Thursday I walked my daughter Lily to her classroom for the first day of fifth grade. As is customary for us, she was brave and I was weepy, though this year I was conscientious to wait until I’d turned a corner and wouldn’t embarrass her.
My mom friends always tease me. Most of them welcome the end of summer break, relishing the return to routine and an end to summer boredom battles.
I relate to the parents, but ultimately I think my emotions stem from empathy with the children. I’ve written it all down, so I remember it all well.
I know the exact circumstances in which our second-grade teacher paddled a classmate who fought with another. I’m ashamed to be the one who tattled.
In third-grade, superlatives that mattered to me: messiest, giggliest, meanest, quietest, silliest, prettiest, tallest and shortest. I thought “prettiest” was most important.
I know I’ve wanted to be in charge since at least fifth grade. From Space Camp (yes, I went to Space Camp): “We finally got our mission assignments today. I got what I wanted: commander!”
In eighth-grade, I thought this of a boy who is now one of my closest friends: “My mom forces me to like him.”
The older I got, the more elaborate the notebooks and the writing in them. Confessional and ranting sometimes. Pensive and restrained at others.

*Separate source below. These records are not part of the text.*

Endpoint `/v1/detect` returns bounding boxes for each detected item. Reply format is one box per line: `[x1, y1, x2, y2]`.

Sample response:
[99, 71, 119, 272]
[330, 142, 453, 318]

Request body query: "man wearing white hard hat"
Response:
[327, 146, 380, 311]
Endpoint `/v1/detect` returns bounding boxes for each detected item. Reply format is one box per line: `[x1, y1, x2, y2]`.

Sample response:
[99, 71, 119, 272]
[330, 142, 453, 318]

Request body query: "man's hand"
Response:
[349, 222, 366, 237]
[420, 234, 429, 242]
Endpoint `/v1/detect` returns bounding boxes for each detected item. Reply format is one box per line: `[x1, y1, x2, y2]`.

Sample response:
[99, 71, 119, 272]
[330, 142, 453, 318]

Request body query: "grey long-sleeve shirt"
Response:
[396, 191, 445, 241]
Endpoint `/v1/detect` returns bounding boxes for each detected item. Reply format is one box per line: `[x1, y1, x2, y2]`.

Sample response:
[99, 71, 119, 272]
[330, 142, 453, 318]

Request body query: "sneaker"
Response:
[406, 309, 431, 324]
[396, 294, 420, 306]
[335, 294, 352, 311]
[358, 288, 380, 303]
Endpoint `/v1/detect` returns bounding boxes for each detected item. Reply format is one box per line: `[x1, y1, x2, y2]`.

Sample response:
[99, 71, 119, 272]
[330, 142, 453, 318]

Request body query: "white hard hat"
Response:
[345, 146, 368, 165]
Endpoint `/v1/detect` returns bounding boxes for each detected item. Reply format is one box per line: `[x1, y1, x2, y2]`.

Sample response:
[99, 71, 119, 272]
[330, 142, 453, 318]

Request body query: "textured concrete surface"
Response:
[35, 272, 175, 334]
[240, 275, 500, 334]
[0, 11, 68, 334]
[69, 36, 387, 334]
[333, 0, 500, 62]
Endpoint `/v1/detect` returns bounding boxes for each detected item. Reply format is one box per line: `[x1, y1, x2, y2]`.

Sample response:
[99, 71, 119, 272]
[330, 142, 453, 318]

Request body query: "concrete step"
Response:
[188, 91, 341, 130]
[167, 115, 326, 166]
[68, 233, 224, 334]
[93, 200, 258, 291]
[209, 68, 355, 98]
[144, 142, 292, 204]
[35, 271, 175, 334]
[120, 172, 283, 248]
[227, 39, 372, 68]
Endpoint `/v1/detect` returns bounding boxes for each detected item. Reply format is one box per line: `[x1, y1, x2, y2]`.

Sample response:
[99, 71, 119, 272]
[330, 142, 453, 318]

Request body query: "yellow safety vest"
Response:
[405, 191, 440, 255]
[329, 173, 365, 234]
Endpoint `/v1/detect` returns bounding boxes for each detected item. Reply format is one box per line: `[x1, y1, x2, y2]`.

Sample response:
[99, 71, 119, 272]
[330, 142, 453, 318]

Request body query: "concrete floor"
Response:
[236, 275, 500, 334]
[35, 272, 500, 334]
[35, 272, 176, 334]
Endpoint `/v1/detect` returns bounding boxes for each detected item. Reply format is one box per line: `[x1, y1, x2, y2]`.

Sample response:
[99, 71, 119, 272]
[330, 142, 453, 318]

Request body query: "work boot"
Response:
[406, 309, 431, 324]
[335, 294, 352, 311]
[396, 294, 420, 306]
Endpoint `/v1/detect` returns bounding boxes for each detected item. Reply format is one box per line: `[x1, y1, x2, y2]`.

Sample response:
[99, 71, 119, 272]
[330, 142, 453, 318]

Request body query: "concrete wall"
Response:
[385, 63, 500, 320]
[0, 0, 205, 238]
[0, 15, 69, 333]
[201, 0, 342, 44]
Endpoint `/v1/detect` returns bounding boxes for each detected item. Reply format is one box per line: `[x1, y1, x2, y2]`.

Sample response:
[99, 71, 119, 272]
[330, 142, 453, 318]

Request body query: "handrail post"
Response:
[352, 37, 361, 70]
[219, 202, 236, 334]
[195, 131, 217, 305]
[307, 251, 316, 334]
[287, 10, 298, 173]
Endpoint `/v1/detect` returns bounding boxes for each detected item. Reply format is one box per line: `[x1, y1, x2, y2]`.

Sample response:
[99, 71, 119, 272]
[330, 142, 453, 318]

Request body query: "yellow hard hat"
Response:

I’ve left gaps in some places. I’ve peppered others with snapshots and letters written by friends and boyfriends. More than one notebook has old rose petals tucked between pages. I’ve scribbled song lyrics and quotes from lecturing college professors. I’ve created 25 years of lists – daydreams, bucket lists, people I love, groceries, places I’ve been, names I like, meals I want to cook.
When I was very young, I wrote in the third person.
In college, I wrote in the second.
At my daughter’s age, I wrote in the first and focused on facts.
That was the year our school was so overcrowded our classroom was in a hallway. My mother taught sixth-grade in a corner of the gymnasium, and my younger brother’s class met in the girls’ locker room. Midway through the first semester we moved into a new building on what was then the undeveloped side of Mt. Juliet. Twenty years later, it would become the busiest part of Wilson County, where the mega-retail/residential Providence center would be developed.
Fifth grade was the year I had a not-so-secret crush on a boy whose name my friends extracted using a Ouija board at a slumber party.
I was fitted for my first pair of glasses – bifocals for reading.
We held a funeral for a fly on the school playground.
By spring, a presidential campaign was in full swing. I was one of two kids in the class whose parents wanted Dukakis to win.
Lily was nervous when I dropped her off this morning. “Remember, anything that makes you nervous is a good thing,” I told her.
She called in the afternoon to tell me how awesome the school day had been.
Please remember, sweet girl. You wore new shoes your grandmother bought you, a size just shy of mine. You carried your own ridiculously heavy backpack. You hesitated for a moment before you let me take your photo in front of the school. You were nervous, and then you weren’t.
I’ll write it down for both of us, just as I always have.
From a blue notebook, college-ruled:
Knight, if it’s you reading this and you’re not 13 or 14, congratulations on saving this so long. Try to remember back to 1989 if you’re confused… If you’re not me, if you’re my daughter, then don’t give up! Life isn’t as bad as I sometimes make it sound.